Schlechte Vorbereitung, chaotischer Ablauf: Bei den Wahlen zum Berliner Abgeordnetenhaus und zu den Bezirksverordnetenversammlungen zeichnet sich eine Wiederholung ab. Das wurde bei einer ersten Verhandlung des Verfassungsgerichts deutlich.

Der Berliner Verfassungsgerichtshof hält nach einer vorläufigen Einschätzung eine komplette Wiederholung der Wahlen zum Berliner Abgeordnetenhaus sowie der Bezirksverordnetenversammlungen für erforderlich. Bei einer ersten Anhörung des Gerichts zu den Wahlpannen im Jahr 2021 sagte Gerichtspräsidentin Ludgera Selting, eine "vollständige Ungültigkeit" der Wahl komme in Betracht.
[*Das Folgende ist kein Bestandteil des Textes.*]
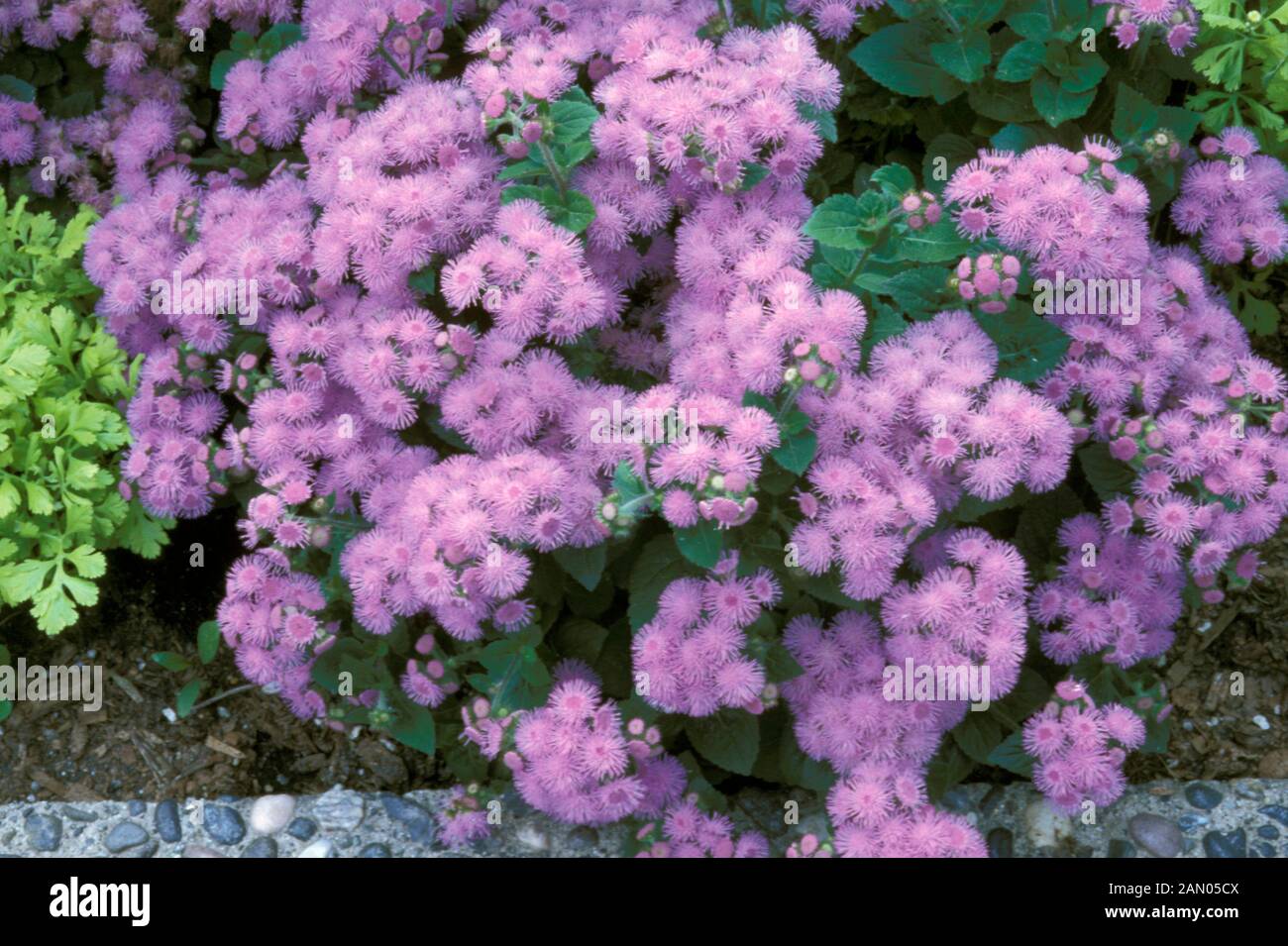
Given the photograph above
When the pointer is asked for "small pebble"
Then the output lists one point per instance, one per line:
(1276, 811)
(1001, 843)
(1233, 845)
(124, 837)
(1189, 821)
(301, 829)
(318, 848)
(166, 819)
(532, 837)
(1121, 848)
(261, 847)
(1203, 795)
(223, 824)
(44, 832)
(415, 819)
(1157, 834)
(270, 813)
(339, 809)
(1043, 825)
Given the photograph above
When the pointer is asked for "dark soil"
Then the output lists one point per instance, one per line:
(249, 743)
(1215, 731)
(243, 745)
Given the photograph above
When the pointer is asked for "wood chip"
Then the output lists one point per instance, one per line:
(1222, 624)
(219, 745)
(47, 782)
(77, 742)
(130, 690)
(80, 791)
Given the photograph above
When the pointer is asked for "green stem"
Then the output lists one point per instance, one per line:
(555, 171)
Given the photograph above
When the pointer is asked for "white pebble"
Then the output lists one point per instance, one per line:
(1044, 825)
(270, 813)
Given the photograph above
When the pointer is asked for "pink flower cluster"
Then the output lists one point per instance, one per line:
(172, 461)
(1176, 21)
(532, 279)
(692, 658)
(399, 184)
(1232, 200)
(575, 760)
(1070, 213)
(452, 543)
(745, 302)
(269, 618)
(879, 811)
(688, 832)
(1181, 336)
(1117, 593)
(1080, 748)
(905, 441)
(833, 20)
(18, 121)
(988, 280)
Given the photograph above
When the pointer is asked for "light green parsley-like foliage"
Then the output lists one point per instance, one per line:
(60, 431)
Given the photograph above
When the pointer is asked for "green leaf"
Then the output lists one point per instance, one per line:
(936, 244)
(224, 59)
(1010, 755)
(700, 543)
(413, 726)
(1003, 102)
(978, 735)
(580, 639)
(185, 699)
(1134, 116)
(584, 564)
(822, 120)
(207, 641)
(17, 89)
(278, 38)
(780, 665)
(730, 739)
(898, 56)
(175, 663)
(424, 280)
(1108, 476)
(799, 769)
(1083, 72)
(1020, 62)
(894, 180)
(836, 223)
(89, 564)
(1055, 103)
(945, 770)
(797, 452)
(658, 564)
(964, 55)
(572, 116)
(1028, 347)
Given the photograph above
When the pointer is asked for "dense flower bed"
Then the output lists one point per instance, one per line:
(592, 430)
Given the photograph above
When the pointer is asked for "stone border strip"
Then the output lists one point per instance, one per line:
(1243, 817)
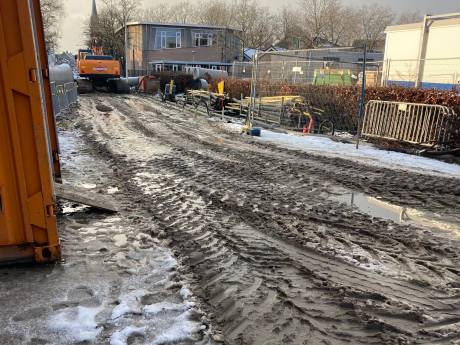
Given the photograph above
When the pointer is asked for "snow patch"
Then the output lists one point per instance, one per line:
(365, 154)
(129, 304)
(182, 329)
(121, 337)
(185, 293)
(157, 308)
(112, 190)
(78, 323)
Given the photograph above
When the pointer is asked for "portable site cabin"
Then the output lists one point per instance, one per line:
(425, 54)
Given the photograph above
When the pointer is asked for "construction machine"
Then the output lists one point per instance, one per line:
(97, 70)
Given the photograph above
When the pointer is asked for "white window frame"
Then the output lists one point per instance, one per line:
(198, 36)
(163, 39)
(178, 39)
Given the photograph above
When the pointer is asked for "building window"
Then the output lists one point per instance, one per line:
(178, 39)
(202, 40)
(169, 39)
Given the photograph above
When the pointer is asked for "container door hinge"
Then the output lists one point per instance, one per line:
(33, 75)
(50, 211)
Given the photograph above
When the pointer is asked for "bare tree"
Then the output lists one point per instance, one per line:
(291, 34)
(161, 13)
(374, 20)
(410, 17)
(314, 14)
(257, 25)
(52, 12)
(340, 24)
(105, 32)
(215, 12)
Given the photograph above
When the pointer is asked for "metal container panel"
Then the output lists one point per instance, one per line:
(28, 230)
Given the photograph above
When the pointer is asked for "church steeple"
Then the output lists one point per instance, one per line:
(94, 10)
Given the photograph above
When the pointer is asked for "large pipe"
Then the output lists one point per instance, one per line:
(61, 74)
(202, 73)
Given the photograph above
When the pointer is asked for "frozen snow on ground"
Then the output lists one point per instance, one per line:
(365, 154)
(129, 304)
(78, 323)
(181, 330)
(121, 337)
(157, 308)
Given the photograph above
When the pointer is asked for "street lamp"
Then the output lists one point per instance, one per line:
(193, 56)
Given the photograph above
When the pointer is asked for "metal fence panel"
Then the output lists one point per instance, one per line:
(421, 124)
(63, 96)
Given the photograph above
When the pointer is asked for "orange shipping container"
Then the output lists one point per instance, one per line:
(28, 230)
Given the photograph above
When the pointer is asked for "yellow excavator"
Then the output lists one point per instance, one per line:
(29, 154)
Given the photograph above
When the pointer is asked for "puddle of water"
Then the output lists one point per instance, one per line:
(401, 215)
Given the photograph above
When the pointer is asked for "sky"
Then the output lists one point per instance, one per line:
(78, 11)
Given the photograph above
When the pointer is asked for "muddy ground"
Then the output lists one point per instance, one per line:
(278, 246)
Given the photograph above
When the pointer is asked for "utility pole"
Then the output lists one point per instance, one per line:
(363, 95)
(126, 47)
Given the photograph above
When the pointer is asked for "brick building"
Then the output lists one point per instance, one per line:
(160, 47)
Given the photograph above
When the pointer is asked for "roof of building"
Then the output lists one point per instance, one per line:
(250, 52)
(180, 25)
(416, 26)
(191, 63)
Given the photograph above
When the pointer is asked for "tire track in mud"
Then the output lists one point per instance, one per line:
(396, 186)
(264, 289)
(266, 181)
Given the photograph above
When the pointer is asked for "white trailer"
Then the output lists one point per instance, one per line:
(425, 54)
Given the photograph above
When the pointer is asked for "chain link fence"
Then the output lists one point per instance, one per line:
(63, 95)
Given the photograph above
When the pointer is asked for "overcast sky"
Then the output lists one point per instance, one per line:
(78, 11)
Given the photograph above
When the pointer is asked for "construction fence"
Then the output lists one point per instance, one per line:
(442, 74)
(63, 95)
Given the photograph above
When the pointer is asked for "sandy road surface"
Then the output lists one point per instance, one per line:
(269, 249)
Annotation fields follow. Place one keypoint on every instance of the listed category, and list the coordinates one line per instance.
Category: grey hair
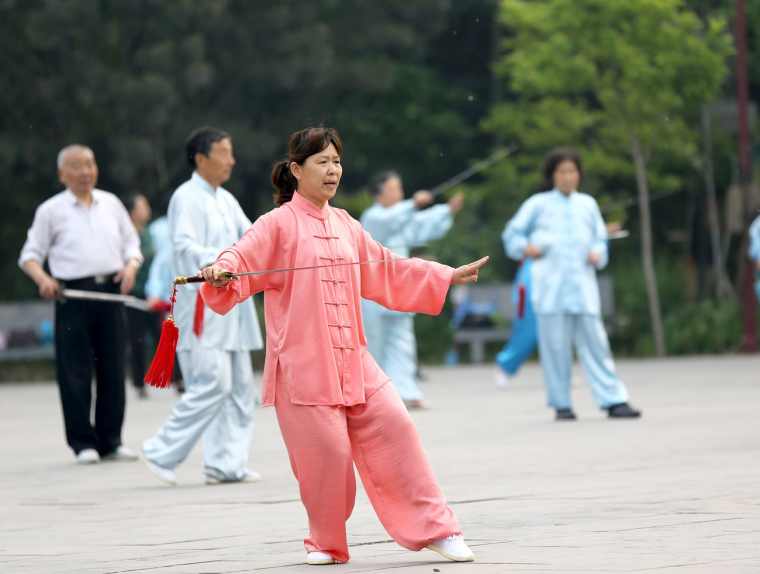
(71, 148)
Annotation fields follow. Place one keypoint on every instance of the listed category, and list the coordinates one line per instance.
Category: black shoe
(565, 415)
(623, 411)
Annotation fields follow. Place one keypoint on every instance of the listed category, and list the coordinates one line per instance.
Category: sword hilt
(183, 280)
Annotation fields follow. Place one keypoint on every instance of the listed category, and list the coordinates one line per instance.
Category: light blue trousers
(557, 334)
(522, 341)
(390, 338)
(217, 406)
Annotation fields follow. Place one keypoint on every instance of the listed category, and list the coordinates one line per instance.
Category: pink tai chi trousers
(324, 443)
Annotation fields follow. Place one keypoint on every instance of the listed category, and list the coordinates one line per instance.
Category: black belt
(93, 282)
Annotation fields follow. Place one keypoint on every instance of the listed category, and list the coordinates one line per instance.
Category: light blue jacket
(754, 240)
(161, 273)
(203, 221)
(402, 227)
(566, 229)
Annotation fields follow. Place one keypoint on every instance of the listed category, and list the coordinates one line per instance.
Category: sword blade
(84, 295)
(285, 269)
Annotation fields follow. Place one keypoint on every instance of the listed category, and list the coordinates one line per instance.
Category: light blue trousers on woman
(557, 334)
(218, 406)
(391, 342)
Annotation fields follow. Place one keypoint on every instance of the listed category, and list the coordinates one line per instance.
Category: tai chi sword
(182, 280)
(127, 300)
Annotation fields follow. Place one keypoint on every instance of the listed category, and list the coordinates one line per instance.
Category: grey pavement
(678, 491)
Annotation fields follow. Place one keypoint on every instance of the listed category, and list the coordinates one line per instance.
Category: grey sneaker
(88, 456)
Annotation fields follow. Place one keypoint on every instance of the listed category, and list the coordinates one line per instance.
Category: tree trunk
(647, 258)
(722, 284)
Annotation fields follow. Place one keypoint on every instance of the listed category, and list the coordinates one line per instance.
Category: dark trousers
(90, 336)
(143, 328)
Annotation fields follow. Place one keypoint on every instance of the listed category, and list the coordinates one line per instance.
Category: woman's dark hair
(301, 145)
(378, 180)
(556, 157)
(201, 140)
(132, 199)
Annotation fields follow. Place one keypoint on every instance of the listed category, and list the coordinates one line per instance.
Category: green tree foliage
(621, 80)
(131, 78)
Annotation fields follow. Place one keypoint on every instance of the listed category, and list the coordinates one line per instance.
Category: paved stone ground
(678, 491)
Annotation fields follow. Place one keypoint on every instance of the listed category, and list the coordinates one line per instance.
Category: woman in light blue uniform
(563, 232)
(754, 251)
(401, 225)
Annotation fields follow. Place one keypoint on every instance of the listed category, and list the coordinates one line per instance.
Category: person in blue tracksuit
(754, 251)
(400, 225)
(562, 230)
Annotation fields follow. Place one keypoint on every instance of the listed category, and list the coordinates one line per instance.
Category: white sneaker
(453, 548)
(502, 379)
(317, 558)
(167, 475)
(250, 476)
(122, 454)
(88, 456)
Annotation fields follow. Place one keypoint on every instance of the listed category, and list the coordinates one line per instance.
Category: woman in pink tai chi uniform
(334, 405)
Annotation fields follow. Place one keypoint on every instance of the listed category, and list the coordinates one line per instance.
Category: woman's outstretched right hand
(216, 276)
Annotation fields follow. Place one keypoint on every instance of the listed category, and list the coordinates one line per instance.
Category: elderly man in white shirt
(89, 243)
(214, 350)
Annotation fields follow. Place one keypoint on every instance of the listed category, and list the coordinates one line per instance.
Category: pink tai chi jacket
(315, 339)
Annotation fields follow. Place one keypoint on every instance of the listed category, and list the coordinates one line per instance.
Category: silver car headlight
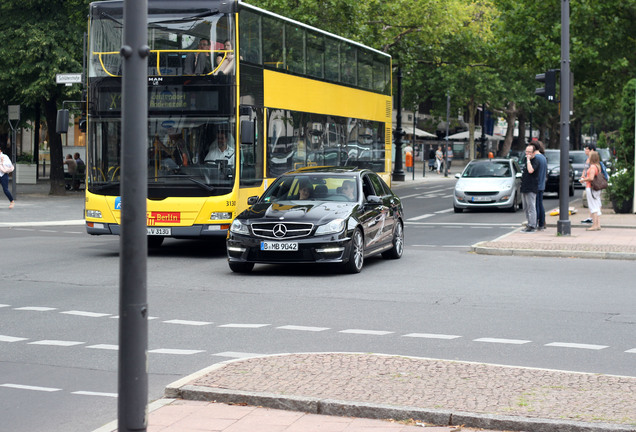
(335, 226)
(238, 227)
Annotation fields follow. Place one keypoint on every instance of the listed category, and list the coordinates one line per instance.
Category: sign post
(14, 119)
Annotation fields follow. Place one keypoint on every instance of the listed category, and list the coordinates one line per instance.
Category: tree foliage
(40, 39)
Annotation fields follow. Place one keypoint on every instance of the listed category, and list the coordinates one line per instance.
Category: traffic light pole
(564, 225)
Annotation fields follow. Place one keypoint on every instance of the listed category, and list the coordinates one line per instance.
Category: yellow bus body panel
(284, 91)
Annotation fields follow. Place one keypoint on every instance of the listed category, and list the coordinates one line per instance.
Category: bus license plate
(159, 231)
(279, 246)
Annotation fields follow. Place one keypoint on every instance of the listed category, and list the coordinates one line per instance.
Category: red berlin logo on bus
(155, 218)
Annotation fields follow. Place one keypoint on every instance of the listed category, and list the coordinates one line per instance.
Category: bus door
(251, 151)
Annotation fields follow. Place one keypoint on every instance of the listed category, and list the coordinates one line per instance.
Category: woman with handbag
(593, 196)
(5, 168)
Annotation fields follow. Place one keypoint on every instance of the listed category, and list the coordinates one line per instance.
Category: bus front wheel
(155, 241)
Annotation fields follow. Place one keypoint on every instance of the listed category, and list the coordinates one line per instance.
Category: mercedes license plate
(159, 231)
(279, 246)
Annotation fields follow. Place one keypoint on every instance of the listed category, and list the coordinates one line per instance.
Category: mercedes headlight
(335, 226)
(238, 227)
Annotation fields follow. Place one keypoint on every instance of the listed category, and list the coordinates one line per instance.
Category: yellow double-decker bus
(236, 96)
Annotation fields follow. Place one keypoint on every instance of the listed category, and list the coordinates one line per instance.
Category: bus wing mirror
(61, 123)
(247, 132)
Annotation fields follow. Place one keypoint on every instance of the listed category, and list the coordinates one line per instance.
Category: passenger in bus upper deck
(199, 63)
(227, 65)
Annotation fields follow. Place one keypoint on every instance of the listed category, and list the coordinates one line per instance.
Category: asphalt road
(59, 306)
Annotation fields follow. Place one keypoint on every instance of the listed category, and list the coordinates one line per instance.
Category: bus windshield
(187, 156)
(180, 45)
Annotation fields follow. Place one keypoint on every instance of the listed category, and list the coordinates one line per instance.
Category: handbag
(6, 168)
(599, 182)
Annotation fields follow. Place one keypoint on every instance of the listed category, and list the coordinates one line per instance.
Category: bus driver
(222, 148)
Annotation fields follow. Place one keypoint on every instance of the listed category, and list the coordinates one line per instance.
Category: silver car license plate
(279, 246)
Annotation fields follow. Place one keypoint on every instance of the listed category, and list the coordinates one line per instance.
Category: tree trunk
(55, 146)
(472, 107)
(511, 116)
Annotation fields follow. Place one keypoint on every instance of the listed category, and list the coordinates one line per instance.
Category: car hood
(315, 212)
(484, 184)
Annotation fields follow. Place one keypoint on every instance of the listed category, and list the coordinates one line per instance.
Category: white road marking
(244, 325)
(409, 196)
(56, 343)
(235, 354)
(4, 338)
(35, 388)
(87, 393)
(432, 336)
(303, 328)
(104, 346)
(505, 341)
(46, 223)
(416, 218)
(575, 345)
(365, 332)
(86, 314)
(175, 351)
(185, 322)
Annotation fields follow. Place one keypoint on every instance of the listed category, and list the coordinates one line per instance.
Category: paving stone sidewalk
(433, 391)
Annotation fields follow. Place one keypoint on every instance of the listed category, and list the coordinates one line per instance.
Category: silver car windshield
(487, 169)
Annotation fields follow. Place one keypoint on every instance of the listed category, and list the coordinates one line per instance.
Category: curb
(554, 253)
(379, 411)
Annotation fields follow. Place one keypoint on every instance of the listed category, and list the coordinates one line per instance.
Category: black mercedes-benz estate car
(319, 215)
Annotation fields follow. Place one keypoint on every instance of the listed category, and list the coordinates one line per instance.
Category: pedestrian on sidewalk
(6, 166)
(543, 175)
(593, 196)
(439, 160)
(589, 147)
(529, 189)
(431, 159)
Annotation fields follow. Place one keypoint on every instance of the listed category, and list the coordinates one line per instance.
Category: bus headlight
(238, 227)
(94, 214)
(220, 216)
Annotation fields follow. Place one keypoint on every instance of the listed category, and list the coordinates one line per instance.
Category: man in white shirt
(222, 148)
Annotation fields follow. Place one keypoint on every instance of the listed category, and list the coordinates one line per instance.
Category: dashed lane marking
(431, 336)
(56, 343)
(34, 388)
(87, 393)
(186, 322)
(175, 351)
(104, 347)
(504, 341)
(416, 218)
(303, 328)
(576, 345)
(243, 325)
(236, 354)
(4, 338)
(86, 314)
(366, 332)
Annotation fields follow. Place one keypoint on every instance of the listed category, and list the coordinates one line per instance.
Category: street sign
(14, 112)
(68, 78)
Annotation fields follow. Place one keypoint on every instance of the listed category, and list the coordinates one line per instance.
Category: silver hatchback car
(488, 183)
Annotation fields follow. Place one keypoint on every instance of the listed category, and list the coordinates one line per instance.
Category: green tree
(40, 39)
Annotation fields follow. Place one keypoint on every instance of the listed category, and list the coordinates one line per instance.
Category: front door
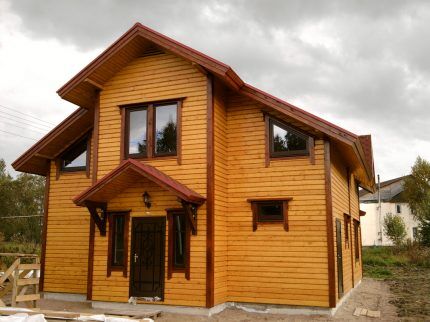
(147, 257)
(339, 258)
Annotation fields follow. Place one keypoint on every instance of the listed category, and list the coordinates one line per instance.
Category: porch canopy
(96, 197)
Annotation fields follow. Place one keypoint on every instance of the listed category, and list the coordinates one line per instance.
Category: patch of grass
(377, 272)
(12, 247)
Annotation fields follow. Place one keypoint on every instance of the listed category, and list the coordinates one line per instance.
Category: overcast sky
(364, 65)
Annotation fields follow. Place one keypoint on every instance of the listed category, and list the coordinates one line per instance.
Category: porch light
(147, 199)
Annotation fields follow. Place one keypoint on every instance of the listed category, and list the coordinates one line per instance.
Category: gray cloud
(362, 64)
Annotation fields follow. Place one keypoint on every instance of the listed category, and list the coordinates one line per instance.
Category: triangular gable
(126, 174)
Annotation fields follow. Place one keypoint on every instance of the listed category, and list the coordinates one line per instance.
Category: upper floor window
(151, 130)
(75, 158)
(286, 141)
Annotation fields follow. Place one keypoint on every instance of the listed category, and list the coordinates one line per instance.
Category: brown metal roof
(125, 174)
(35, 160)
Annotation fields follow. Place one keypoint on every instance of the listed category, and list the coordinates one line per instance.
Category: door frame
(339, 258)
(134, 220)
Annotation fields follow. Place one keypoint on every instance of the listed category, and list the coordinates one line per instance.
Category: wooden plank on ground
(28, 281)
(29, 266)
(28, 297)
(9, 271)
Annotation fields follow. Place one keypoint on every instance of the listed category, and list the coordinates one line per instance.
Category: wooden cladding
(179, 234)
(269, 210)
(118, 242)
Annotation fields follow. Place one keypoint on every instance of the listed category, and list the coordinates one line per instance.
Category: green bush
(395, 229)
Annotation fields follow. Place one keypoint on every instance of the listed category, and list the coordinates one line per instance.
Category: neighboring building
(174, 181)
(392, 202)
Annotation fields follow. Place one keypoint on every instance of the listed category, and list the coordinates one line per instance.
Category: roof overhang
(82, 88)
(36, 159)
(127, 173)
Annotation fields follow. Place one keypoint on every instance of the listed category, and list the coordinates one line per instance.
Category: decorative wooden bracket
(191, 212)
(100, 220)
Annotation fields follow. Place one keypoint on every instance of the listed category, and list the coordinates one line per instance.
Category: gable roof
(81, 89)
(128, 172)
(391, 190)
(35, 160)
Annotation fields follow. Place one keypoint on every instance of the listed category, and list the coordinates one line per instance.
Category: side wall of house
(145, 79)
(66, 258)
(271, 265)
(220, 194)
(345, 201)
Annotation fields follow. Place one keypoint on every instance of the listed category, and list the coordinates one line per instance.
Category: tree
(22, 196)
(417, 194)
(395, 229)
(417, 189)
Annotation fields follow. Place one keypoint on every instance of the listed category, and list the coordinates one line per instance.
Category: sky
(363, 65)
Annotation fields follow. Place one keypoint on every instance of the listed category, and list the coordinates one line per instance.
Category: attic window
(151, 130)
(268, 211)
(286, 141)
(75, 158)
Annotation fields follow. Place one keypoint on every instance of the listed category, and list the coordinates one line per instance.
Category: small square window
(75, 158)
(269, 211)
(286, 141)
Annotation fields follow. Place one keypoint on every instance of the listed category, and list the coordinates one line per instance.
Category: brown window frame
(124, 266)
(150, 107)
(347, 219)
(273, 154)
(258, 202)
(86, 139)
(171, 268)
(356, 239)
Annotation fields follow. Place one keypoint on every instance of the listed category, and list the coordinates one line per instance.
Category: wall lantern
(147, 199)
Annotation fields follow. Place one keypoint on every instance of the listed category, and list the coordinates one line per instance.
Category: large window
(286, 141)
(151, 130)
(269, 211)
(179, 243)
(75, 158)
(118, 242)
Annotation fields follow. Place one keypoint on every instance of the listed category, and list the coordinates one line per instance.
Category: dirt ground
(411, 289)
(371, 294)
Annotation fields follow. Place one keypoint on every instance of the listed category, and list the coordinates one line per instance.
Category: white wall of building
(372, 224)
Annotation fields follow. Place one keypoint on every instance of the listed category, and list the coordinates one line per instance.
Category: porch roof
(128, 172)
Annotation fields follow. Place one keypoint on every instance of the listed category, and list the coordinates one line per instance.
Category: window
(179, 243)
(286, 141)
(118, 242)
(75, 158)
(356, 240)
(151, 130)
(269, 211)
(137, 142)
(347, 219)
(165, 129)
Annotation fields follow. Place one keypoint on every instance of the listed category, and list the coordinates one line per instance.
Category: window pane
(270, 211)
(76, 157)
(284, 140)
(118, 241)
(179, 241)
(137, 134)
(165, 129)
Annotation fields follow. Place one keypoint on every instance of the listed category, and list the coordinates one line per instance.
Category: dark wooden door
(339, 258)
(147, 257)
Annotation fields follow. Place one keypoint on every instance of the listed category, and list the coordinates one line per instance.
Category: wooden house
(176, 183)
In einer Mitteilung vom Mittwoch erläuterte das Gericht seine erste Einschätzung, die auf der Prüfung von schriftlich ausgetauschten Argumenten der Beteiligten sowie von Unterlagen beruht. Demnach seien die Wahlen so unzureichend vorbereitet gewesen, dass ihr Gelingen schon vor Beginn in Gefahr war, heißt es. Wahlfehler, etwa durch falsche oder fehlende Stimmzettel, gab es nach Ansicht des Gerichts nicht nur während des Wahltags. Schon die unzureichende Vorbereitung einer Wahl sei als Wahlfehler zu werten.

Gerichtspräsidentin Selting betonte, es habe sich um Präsenzwahlen gehandelt. Das bedeute, dass alle die Wahlberechtigten die Möglichkeiten haben müssten, im Wahllokal zu wählen. Die Briefwahl stelle lediglich eine Alternative dar. Es sei jedoch zu unzumutbar langen Wartezeiten vor den Wahllokalen, zur zeitweisen Schließung von Wahllokalen und zur Austeilung von zu wenig oder falschen Stimmzetteln gekommen.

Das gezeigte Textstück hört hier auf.